Carte d’identité :
Nom scientifique : Salvelinus alpinus
Noms usuels : Omble chevalier, omble artique, truite rouge
Description :
L’omble chevalier a une morphologie très proche de la truite commune. Son corps est fusiforme et est recouvert de nombreuses petites écailles. Sa coloration varie en fonction du milieu où il vit mais également au cours de sa croissance. Ses flancs sont gris-orangé, le ventre rose, le dos gris-bleuté et il est ponctué de nombreux points jaune pâles, y compris sur la nageoire dorsale. Ses nageoires pectorales, pelviennes et anale sont bordées, à l’identique du saumon de fontaine, d’une bande de couleur blanche laiteuse caractéristique. Sa taille moyenne est en général de 30 à 35 cm pour un poids de 400 gr environ. Cependant, il peut atteindre la taille respectable de 90 cm pour un peu plus de 10 Kg. C’est un poisson maigre dont la chair est appréciée (valeur énergétique : 180 Kcal/100 gr, proteines 22 %, acide gras 5 à 8 %).
Mode de vie :
L’omble chevalier est en France un poisson essentiellement lacustre, autochtone dans plusieurs grands lacs (Léman, Bourget, etc ...), qui vit dans des eaux profondes (entre 30 et 70 mètres de fond), froides et bien oxygénées. Il se nourrit d’organismes planctoniques et ne néglige pas quelques alevins et petits poissonnets. Il se reproduit en hiver sur des omblières : zones de graviers à une profondeur importante mais néanmoins bien agités par un courant de fond. En période de reproduction les couleurs de sa robe s’intensifient et deviennent éclatantes, surtout sur le ventre qui devient rougeâtre. Sa fécondité est relativement faible puisque la femelle expulse seulement 1000 ovules par kilo de son poids. Sa longévité est de 20 ans, durée de vie plutôt longue pour un salmonidé.

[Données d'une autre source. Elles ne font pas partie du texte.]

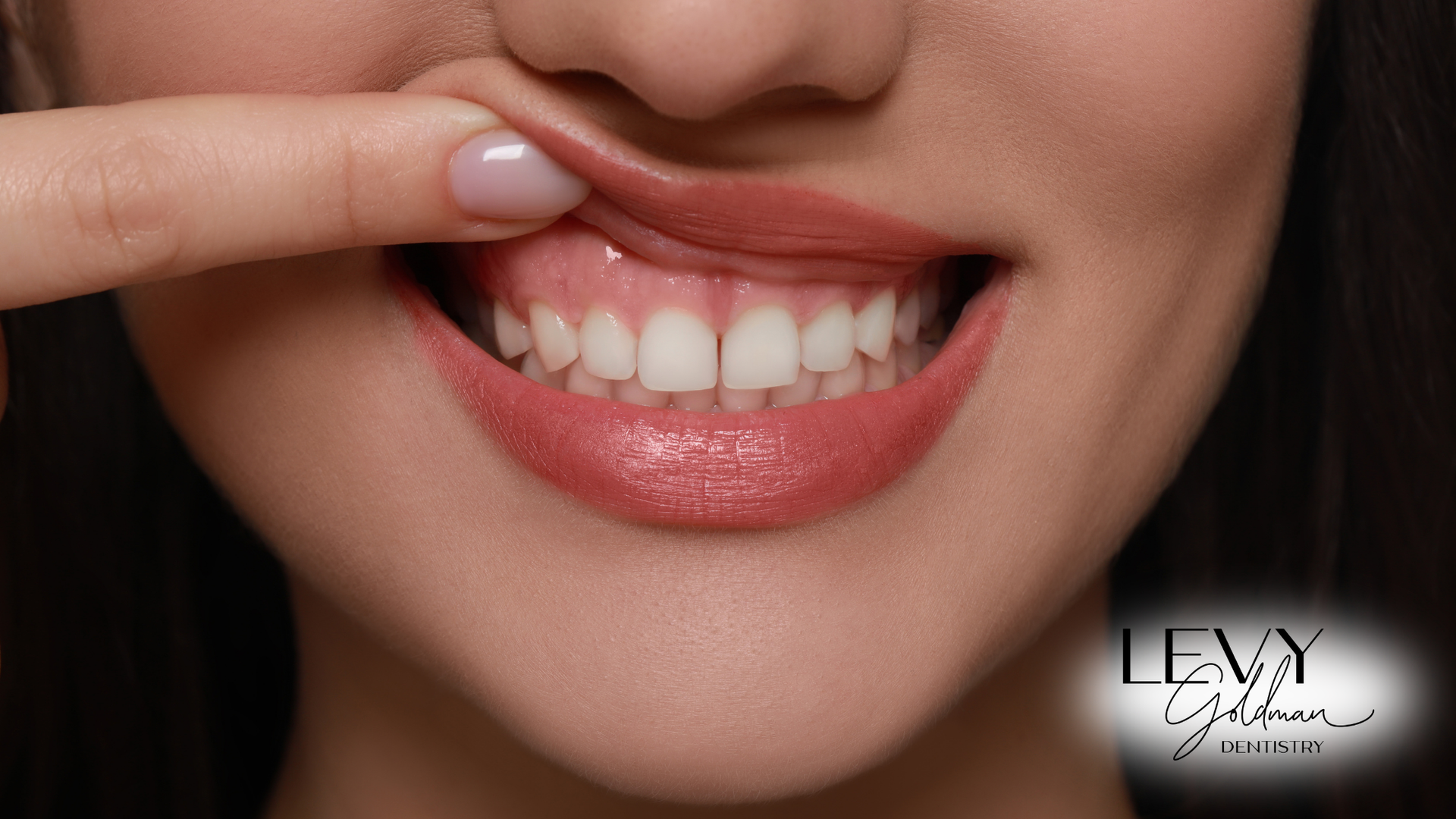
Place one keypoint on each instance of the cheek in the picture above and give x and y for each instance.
(145, 49)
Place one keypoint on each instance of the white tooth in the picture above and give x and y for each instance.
(929, 299)
(908, 356)
(511, 334)
(696, 400)
(827, 343)
(607, 347)
(762, 349)
(801, 391)
(677, 353)
(632, 391)
(554, 337)
(845, 382)
(908, 318)
(532, 368)
(880, 375)
(874, 325)
(582, 382)
(742, 400)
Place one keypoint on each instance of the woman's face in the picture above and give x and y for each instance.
(1125, 164)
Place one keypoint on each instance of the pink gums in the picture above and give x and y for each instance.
(734, 469)
(573, 265)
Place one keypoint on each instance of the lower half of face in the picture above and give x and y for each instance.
(516, 472)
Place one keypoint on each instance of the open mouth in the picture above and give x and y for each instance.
(718, 381)
(573, 309)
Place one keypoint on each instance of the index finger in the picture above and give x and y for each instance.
(92, 199)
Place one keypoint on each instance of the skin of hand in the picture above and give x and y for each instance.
(101, 197)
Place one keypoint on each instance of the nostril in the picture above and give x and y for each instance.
(701, 60)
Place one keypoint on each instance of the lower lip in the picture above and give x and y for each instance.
(733, 469)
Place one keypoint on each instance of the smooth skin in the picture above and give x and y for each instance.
(476, 645)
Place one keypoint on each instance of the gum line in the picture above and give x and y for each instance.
(766, 357)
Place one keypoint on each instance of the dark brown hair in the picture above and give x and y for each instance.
(147, 657)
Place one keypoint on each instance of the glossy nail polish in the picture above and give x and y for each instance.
(504, 175)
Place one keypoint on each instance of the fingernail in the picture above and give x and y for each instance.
(504, 175)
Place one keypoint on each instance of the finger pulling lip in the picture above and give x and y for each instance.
(731, 469)
(734, 224)
(734, 469)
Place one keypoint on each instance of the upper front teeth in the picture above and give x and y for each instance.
(677, 353)
(762, 350)
(874, 327)
(607, 347)
(764, 356)
(555, 340)
(827, 343)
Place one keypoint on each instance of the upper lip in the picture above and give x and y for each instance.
(702, 219)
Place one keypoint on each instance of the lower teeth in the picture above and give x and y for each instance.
(576, 352)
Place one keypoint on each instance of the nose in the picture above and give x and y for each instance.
(699, 58)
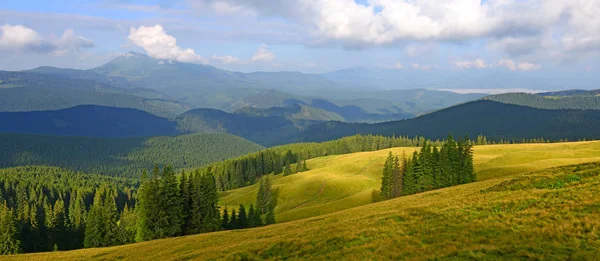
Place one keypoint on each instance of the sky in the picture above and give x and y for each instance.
(312, 36)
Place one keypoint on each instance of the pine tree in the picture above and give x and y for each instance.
(288, 169)
(386, 181)
(95, 229)
(304, 166)
(9, 244)
(127, 226)
(242, 217)
(264, 195)
(270, 217)
(170, 207)
(110, 220)
(254, 219)
(225, 221)
(277, 164)
(233, 223)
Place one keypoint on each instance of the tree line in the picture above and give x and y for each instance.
(49, 209)
(289, 159)
(428, 169)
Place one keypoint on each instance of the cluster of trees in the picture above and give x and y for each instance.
(49, 209)
(266, 201)
(124, 157)
(494, 119)
(428, 169)
(581, 101)
(289, 159)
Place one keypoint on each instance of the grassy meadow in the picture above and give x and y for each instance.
(340, 182)
(529, 203)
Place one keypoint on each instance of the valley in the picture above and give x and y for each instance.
(539, 197)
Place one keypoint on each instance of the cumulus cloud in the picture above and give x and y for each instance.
(21, 38)
(263, 54)
(227, 59)
(159, 45)
(513, 66)
(541, 28)
(417, 66)
(468, 64)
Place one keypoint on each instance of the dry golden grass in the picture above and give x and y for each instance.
(511, 213)
(340, 182)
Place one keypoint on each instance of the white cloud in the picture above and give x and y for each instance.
(513, 66)
(417, 66)
(227, 59)
(509, 64)
(21, 38)
(417, 50)
(528, 66)
(468, 64)
(263, 54)
(17, 36)
(158, 44)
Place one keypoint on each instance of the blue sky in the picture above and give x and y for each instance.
(535, 36)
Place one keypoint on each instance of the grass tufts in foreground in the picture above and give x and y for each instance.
(526, 216)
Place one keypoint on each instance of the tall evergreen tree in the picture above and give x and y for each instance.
(9, 244)
(242, 217)
(225, 220)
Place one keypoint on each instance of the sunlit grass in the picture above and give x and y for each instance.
(520, 208)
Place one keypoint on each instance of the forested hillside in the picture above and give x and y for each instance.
(497, 121)
(88, 120)
(120, 156)
(583, 100)
(28, 91)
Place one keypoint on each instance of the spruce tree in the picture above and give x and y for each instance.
(288, 169)
(270, 217)
(233, 223)
(9, 244)
(225, 220)
(304, 166)
(242, 217)
(386, 181)
(95, 229)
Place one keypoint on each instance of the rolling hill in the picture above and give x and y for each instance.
(88, 120)
(493, 119)
(550, 203)
(575, 99)
(33, 91)
(120, 156)
(340, 182)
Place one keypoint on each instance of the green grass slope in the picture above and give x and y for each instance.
(549, 214)
(345, 181)
(120, 156)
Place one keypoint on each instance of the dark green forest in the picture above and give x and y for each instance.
(428, 169)
(497, 121)
(50, 209)
(28, 91)
(289, 159)
(578, 101)
(120, 156)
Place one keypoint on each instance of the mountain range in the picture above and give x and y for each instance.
(167, 89)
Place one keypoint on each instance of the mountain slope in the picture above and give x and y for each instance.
(555, 212)
(579, 100)
(120, 156)
(492, 119)
(27, 91)
(340, 182)
(88, 120)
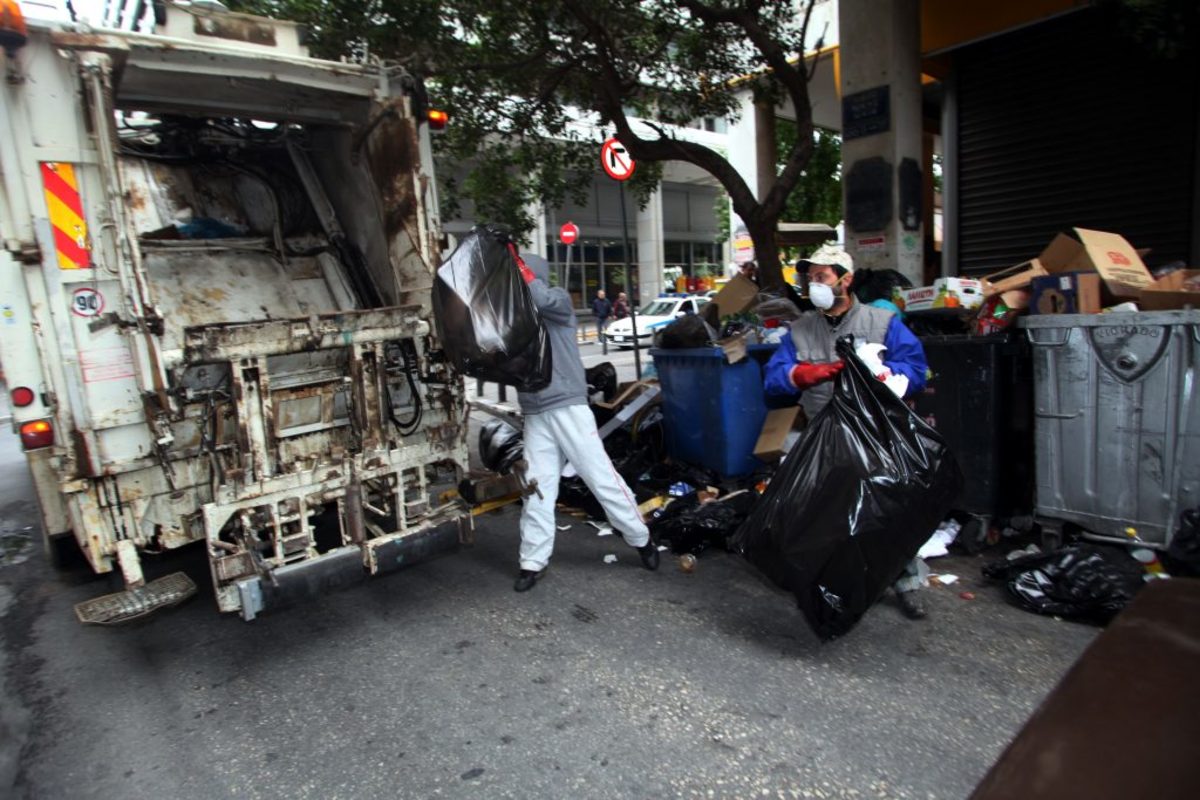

Répartition géographique :
L’omble chevalier est un poisson originaire des zones artiques et qui a été isolé dans les lacs alpins depuis les périodes glaciaires. Sa grande vulnérabilité à la pollution le rend assez fragile et nous oblige régulièrement, face à la dégradation de la qualité des eaux en milieu lacustre, à soutenir les effectifs par des alevinages. On l’a introduit avec succès dans des lacs naturels et de barrage dans les Alpes, la Franche-Comté, les Vosges, le Massif Central et les Pyrénées.